By measuring telltale molecules in the blood, doctors can determine patients’ cancer risk, monitor chronic diseases, and estimate the best time to perform in vitro fertilization. But current methods for detecting these molecules are time-consuming and relatively expensive, and they must be done in the lab rather than at a patient’s bedside. In hopes of providing a rapid, cheap alternative, a European consortium is developing a device for bedside diagnostics that integrates sensitive optical detectors with sample-handling microfluidics on the same chip. The device is being evaluated on clinical blood samples used to monitor hormone levels prior to in vitro fertilization treatments.
Other groups are also attempting to make such all-in-one diagnostic chips, using optical methods like the European group or using methods that rely on changes in electrical resistance. Optical methods are inherently more sensitive. However, measuring optical signals usually requires expensive, complex instruments. The European device does not. It features readout instrumentation integrated right on the chip, which makes the device simpler than other optical biomolecule detectors that must be read using something resembling a simplified fluorescence microscope. The European chip can be read out using an on-chip sensor that converts the optical signal into an electrical signal.
“The idea was to develop a small chip that can be read out with simple electronics and detect a number of biomolecules at the same time,” says Konstantinos Misiakos, head of the Nemoslab project at Greece’s National Center for Scientific Research. The project is being funded by the European Union and a consortium including electronics companies ST Microelectronics (headquartered in Geneva, Switzerland) and Technobiochip (of Naples, Italy).

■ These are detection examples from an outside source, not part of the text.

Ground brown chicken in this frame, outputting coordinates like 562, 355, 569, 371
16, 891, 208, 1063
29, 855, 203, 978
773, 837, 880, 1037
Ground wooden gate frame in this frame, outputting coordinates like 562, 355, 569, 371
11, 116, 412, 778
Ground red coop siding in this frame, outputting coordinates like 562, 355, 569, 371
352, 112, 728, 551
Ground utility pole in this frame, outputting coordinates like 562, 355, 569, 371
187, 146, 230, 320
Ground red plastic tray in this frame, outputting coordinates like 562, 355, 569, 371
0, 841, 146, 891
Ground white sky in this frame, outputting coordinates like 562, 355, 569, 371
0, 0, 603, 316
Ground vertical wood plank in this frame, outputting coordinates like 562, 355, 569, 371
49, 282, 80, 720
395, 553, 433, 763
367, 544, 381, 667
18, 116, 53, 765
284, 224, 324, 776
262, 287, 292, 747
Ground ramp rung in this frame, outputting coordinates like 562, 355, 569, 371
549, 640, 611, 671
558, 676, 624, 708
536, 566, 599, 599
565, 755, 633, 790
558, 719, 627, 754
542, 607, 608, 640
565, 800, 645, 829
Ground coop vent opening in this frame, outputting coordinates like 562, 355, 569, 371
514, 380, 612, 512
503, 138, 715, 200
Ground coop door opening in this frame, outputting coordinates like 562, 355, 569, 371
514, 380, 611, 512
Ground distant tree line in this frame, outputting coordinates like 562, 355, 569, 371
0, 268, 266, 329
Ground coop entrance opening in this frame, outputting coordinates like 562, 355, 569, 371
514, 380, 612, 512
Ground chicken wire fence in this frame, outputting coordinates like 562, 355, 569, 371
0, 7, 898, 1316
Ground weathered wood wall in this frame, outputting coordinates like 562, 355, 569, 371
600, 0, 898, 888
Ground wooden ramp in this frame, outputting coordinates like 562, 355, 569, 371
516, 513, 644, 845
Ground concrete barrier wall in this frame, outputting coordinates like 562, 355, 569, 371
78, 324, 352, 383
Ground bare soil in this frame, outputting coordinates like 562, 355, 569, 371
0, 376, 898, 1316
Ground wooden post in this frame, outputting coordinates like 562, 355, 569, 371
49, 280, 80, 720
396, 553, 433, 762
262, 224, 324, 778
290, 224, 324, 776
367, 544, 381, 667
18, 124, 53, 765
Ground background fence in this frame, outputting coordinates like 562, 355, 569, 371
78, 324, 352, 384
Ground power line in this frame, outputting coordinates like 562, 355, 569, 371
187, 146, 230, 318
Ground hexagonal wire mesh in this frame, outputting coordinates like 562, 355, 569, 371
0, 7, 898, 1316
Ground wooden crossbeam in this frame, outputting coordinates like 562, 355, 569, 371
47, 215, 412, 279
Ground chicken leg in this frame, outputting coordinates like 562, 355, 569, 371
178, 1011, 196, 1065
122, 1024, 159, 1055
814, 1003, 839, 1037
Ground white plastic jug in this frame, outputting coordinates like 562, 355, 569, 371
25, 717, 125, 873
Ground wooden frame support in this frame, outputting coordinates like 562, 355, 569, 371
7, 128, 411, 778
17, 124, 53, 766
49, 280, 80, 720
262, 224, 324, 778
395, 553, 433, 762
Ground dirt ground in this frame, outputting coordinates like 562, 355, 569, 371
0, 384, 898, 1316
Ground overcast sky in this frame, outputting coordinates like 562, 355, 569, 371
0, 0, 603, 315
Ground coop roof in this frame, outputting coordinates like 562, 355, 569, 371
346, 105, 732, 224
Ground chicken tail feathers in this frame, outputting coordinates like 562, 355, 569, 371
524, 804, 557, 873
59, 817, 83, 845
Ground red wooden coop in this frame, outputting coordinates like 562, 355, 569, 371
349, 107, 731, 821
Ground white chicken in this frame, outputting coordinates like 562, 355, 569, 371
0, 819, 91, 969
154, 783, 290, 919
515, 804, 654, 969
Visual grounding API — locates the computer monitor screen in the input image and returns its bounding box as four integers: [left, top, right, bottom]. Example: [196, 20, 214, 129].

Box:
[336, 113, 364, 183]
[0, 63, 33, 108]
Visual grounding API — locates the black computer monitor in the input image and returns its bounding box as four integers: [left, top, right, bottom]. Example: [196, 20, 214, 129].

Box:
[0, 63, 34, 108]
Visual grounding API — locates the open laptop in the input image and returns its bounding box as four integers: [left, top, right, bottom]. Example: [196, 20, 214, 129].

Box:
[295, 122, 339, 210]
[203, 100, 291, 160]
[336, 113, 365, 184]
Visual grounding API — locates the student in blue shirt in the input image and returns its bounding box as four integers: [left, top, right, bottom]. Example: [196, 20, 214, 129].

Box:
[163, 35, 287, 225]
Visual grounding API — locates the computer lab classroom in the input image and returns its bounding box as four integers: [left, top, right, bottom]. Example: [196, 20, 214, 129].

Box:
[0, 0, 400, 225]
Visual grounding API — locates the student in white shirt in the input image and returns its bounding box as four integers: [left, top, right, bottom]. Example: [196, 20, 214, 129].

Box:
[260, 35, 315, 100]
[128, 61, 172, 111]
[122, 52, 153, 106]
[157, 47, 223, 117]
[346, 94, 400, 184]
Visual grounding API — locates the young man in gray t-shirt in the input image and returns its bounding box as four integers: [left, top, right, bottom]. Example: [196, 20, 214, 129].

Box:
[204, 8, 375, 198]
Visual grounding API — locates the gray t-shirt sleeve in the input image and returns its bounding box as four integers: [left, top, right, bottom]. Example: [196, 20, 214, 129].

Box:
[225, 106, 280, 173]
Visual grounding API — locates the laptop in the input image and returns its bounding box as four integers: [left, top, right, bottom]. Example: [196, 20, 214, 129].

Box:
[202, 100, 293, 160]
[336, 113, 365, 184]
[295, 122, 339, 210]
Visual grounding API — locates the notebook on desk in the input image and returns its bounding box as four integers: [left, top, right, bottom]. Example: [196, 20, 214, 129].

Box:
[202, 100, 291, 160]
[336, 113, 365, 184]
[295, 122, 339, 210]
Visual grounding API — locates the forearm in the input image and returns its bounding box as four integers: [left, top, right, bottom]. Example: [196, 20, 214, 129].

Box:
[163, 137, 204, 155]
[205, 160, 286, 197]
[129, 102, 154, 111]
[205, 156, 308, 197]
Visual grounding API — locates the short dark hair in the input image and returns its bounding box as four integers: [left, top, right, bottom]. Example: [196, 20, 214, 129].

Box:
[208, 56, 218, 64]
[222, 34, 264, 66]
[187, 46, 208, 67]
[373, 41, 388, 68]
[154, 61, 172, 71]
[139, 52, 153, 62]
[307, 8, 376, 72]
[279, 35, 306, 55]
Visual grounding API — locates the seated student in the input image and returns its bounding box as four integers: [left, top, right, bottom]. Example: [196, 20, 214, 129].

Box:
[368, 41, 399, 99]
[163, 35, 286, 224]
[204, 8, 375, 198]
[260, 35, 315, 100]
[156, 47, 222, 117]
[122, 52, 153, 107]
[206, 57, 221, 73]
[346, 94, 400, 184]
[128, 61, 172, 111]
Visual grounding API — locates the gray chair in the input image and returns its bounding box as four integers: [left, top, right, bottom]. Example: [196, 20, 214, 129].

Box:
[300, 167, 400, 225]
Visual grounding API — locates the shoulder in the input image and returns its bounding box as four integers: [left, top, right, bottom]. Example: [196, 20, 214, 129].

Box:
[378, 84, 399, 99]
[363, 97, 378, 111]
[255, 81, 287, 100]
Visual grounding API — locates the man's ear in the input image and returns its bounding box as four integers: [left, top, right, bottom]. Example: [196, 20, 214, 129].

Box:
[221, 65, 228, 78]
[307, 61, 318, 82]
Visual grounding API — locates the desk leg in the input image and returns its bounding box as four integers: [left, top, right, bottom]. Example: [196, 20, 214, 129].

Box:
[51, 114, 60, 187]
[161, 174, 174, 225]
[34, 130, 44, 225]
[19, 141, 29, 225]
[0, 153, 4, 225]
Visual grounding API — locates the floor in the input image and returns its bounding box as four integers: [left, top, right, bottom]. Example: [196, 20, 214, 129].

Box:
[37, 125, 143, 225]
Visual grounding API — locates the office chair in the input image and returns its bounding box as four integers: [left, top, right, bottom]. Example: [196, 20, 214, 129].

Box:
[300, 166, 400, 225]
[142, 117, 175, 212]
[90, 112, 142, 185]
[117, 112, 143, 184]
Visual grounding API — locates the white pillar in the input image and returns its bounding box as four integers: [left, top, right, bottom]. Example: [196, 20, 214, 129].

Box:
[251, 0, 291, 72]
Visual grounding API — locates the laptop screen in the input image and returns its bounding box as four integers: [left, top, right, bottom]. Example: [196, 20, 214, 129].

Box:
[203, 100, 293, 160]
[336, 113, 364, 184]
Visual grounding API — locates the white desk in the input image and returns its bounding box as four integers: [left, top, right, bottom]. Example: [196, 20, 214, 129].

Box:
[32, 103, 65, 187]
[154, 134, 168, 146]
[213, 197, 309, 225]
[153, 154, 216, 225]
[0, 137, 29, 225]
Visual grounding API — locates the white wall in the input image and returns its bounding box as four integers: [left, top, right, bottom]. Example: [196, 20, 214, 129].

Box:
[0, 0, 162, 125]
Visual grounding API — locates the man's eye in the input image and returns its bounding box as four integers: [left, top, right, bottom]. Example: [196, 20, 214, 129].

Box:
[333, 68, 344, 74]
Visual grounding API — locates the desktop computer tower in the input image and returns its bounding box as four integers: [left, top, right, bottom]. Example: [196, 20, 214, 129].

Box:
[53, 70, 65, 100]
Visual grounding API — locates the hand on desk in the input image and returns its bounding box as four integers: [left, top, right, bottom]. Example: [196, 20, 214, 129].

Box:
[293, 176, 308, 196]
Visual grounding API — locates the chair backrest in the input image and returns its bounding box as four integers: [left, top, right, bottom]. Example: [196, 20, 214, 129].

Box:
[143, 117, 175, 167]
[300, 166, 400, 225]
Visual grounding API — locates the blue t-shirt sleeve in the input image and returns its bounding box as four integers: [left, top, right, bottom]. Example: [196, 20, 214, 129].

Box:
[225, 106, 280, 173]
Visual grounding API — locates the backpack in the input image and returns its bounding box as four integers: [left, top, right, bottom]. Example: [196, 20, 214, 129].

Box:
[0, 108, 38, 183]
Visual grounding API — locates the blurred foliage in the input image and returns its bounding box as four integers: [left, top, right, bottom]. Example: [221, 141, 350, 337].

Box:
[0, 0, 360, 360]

The sensors are housed in a microfluidic channel carved into a silicon chip. The channel has nine bends, each of which is lined with a distinct silicon nitride waveguide that pipes light across the chip from each of nine light-emitting diodes to a single light-detector. Each waveguide is patterned with a different binding molecule, either an antibody or a strand of DNA selected for its ability to bind to a particular blood biomolecule such as a hormone.
When a blood sample flows into the channel, it passes over the waveguides, and the binding molecules pull their target out of the sample. When the biomolecules stick to the treated surface of the waveguide, the speed of light moving through the waveguide changes, creating a detectable change in the signal that’s picked up at the light sensor, which turns it into an electrical signal that can be read out. The prototype device can detect nine biomolecules at a time in blood serum.
“This approach has impressive potential,” says Michael McAlpine, assistant professor of mechanical and aerospace engineering and chemisty at Princeton University. However, the European device in its current form doesn’t match the sensitivity of other biomolecule sensors that can detect single molecules.
Misiakos says his group is evaluating ways to improve the device’s sensitivity, including increasing the length of the waveguides to amplify the optical signal. He expects that the chips would cost less than a dollar each to make in a silicon foundry.